“The dream of our founders has arrived in our time”
November 5th, 2008America and the world wakes up this morning to learn that the American dream has at last become a reality. In his six minute acceptance speech, that was both modest and sober yet demontrated beyond all doubt that hi eloquence comes from within, not from the speech writers.Barack Hussein Obama,
“If there is anyone out there who still doubts that America is a place where all things are possible; who still wonders if the dream of our founders is alive in our time; who still questions the power of our democracy, tonight is your answer,” he said.
“It’s been a long time coming, but tonight, because of what we did on this day, in this election, at this defining moment, change has come to America.”
The result was never in doubt as the night unfolded but by around 4 AM GMT it becaame clear that the majority was almost as huge of that won by Bill Clinton in his second term, with 338 electoral college votes cast for Obama against just 155 votes for John McCain. The eight-year reign of George W Bush has ended. Although Bush remains in charge of the White House until 20 January 2009, from this day on he wil consult wiith Obama when any major problems arise.
The result brought tears to the eyes of the Rev Jesse Jackson, the veteran black politician, who himself bid to win the Presidency. Like Obama, Jackson was inspired by the dream of Martin Luther king who lit the fires of the civil rights movement with his ‘I have a dream’ speech in 1963. The news that there will be an Afro-American in the White House is a tonic for black people everywhere. The turn-out at the polls was an all-time record for an American election. Obama’s eloquence, combined with the brilliance of his organisation and the $5 billion he was able to raise brought out the black vote. Many black votes voted for the first time in their lifetime.
But in his acceptance speech Obama re-iterated that although he is black, Democrat, liberal and left-wing, that he wants to form something like a government of national unity.
‘We are, and always will be, the United States of America”
In the last few weeks Obama has been helped by the financial crisis. We shall never know whether Obama would have won, in the melt-down had not occurred, if George W Bush, had not had to back-track on his free market beliefs and pump billions of Goverment money into the economy and near-nationalise leading banks. But the crisis gave Obama his chance to kill the negative campaigning that attempted to brand him a man of insufficient experience to be entrusted with the world’s top job. The team of Hilary Clinton, in the Democratic primaries, and some of the Republicans in John McCain’s team, played on fears that Obama was not to be trusted with nuclear button.
During the campaign there were also repeated attempts to play on the racial prejudice, which undoubedly exist in the minds and hearts of some American. Early in the campaign there was a concerted attempt to cast Obama as a black revolutinary, by using the words of his long-time pastor, Jerimiah Wright. The Murdoch-owned Fox Television repeatedly used his full name, Barack Hussein Obama, to imply that he sympathesied with Musliim terrorists.
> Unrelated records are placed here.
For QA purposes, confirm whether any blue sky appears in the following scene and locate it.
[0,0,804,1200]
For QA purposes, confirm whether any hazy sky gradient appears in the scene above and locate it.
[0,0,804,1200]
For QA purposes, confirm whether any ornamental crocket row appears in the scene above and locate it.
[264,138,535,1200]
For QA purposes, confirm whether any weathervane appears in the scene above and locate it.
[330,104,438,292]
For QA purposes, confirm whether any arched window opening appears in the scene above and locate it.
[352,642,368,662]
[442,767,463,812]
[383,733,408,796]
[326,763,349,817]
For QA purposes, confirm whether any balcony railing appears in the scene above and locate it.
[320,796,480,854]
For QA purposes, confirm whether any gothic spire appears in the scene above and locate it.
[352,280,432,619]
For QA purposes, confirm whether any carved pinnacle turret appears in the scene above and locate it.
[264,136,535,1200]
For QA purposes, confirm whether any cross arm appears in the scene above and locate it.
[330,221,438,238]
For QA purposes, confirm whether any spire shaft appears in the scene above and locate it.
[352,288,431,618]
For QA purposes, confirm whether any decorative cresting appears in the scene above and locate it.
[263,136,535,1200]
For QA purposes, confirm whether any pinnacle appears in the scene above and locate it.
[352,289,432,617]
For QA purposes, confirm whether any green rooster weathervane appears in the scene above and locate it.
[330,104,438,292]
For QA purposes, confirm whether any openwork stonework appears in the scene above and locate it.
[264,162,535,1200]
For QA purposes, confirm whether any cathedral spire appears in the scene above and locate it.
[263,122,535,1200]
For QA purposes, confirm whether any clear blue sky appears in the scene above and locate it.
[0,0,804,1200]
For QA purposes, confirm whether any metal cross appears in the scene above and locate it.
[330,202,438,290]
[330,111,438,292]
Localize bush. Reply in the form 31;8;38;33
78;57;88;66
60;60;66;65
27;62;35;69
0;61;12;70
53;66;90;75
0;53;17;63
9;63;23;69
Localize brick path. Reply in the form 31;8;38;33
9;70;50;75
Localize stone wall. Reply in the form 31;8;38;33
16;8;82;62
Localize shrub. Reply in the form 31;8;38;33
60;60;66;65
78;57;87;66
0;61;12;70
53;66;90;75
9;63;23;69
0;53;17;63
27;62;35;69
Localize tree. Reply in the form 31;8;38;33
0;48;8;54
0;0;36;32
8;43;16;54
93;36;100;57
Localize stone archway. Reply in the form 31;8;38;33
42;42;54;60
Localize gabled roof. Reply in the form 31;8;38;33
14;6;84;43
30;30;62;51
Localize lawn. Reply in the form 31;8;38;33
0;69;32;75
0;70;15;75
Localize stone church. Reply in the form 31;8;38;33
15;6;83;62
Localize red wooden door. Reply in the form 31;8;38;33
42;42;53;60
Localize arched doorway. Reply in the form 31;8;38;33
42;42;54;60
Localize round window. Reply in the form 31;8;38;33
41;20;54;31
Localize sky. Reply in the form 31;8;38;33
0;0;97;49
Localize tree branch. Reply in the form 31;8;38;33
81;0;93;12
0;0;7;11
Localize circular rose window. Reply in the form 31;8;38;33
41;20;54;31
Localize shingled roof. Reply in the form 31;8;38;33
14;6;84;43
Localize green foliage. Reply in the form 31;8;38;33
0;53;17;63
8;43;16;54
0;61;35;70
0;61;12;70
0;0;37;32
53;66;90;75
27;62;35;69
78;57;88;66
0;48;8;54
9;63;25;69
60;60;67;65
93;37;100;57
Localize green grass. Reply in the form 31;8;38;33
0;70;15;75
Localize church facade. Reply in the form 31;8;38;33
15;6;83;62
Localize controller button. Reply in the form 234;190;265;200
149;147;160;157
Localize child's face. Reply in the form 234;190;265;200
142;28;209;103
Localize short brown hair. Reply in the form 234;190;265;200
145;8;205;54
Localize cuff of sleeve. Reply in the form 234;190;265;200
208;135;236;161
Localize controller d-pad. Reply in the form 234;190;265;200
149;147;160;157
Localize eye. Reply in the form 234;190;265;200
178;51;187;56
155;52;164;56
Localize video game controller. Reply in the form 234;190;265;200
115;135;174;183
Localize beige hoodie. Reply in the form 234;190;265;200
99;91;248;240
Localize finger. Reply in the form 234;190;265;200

Rupert Murdoch himself appeared on US television last night to voice his continued fears about Obama’s leftyness. But his papers in London were already being printed with hugely positive headlines. The Sun proclaimed:
One giant leap for mankind
The headline writers of The Times called it a ‘New World’. Their first leader could not have been more positive. Here is the opening:
Barack Obama fulfills the dream
Forty years after the murder of Martin Luther King the United States has elected an African American president. It is a moment to savour
This is not to belittle the Republican candidate John McCain. We knew from his life that he is a brave man. We know from his campaign that he is a good man. But, from today, a black child born in America will look on his nation with greater pride because he will feel that the highest office in the land is open to him. The American nation will replenish the confidence that it has lately lost. In the eyes of the world, the slate will be clean and the pretext, always spurious, for anti-Americanism has been removed. On his very first day, and without doing a thing, Barack Obama has brought America together and brought America closer to the world.
And here is the conclusion:
But the achievements, the arguments, the what-ifs, the fear of disappointment: these are not for now. The essential point about President Barack Obama is the privilege of being able to write this sentence. A black man has been elected to the highest office of the most powerful country of the world and, to borrow one of his own phrases, a righteous wind is at his back.
Whether Obama will actually be able to do enough to save the world from a major recession. But this far the stock markets are giving him the thumbs up. Wall Street rose 4 per cent on election day as the predictions were showing a clear Obama victory. Asian markets rose by about 5 per cent this morning after his victory was confirmed.